Remember, we just need the DETAILS_PAGE_URL in our 1st agent and other fields are optional.

Details Scraping Agent

If you've reached here by following the steps, we have created our 1st agent to extract the data from list page. And ready to make our 2nd agent which will extract the details page from each listing, by connecting both agents and URL from source agent option in input type. Let's create the 2nd agent : 

Steps :

  1. Go to any example details page URL from the list #1
  2. Open the Agenty extension and setup all the fields you wants to included in your 2nd agent of details page scraping

    product details scraping
     
  3. Save the agent (The agent will auto-execute using default input type : SOURCE URL when saved in Agenty cloud)

    details page scraped
     
  4. Now, we need to change it's input type as URL from source agent to point the agent to our books list #1 agent. That way, the 1st agent output will be considered as 2nd agent input and this agent will grabs the DETAILS_PAGE_URL from the source agent to extract details for each product.

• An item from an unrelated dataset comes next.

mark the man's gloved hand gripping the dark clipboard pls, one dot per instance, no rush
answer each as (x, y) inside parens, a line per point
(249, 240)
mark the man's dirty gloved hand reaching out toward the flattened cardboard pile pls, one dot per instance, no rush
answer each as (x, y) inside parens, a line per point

    connect agents using source url
  5. Now both agents are connected, so we can run the 2nd agent to extract all details page from list

    details page scraping result
     
  6. If you see the screenshot above, Agenty grabbed all 20 pages from list agent output and then extracted each details page for NAME, PRICE, AVAILABILITY AND DESCRIPTION fields.
  7. And I also added the default field REQUEST_URL with name as  PAGE_URL to better analyze my scraped result, as what page returned in what output. You can learn more about adding default fields here.

Scraping more pages in List

In most cases, you'd want to extract more then one page in your list scraper from some product categories or search page. So you can follow this pagination tutorial to get all the products list, before extracting the details of each products.

And you can also use the "Start an Agent" trigger to automatically run the 2nd agent when the 1st agent completes a job and the list is ready to scrape details.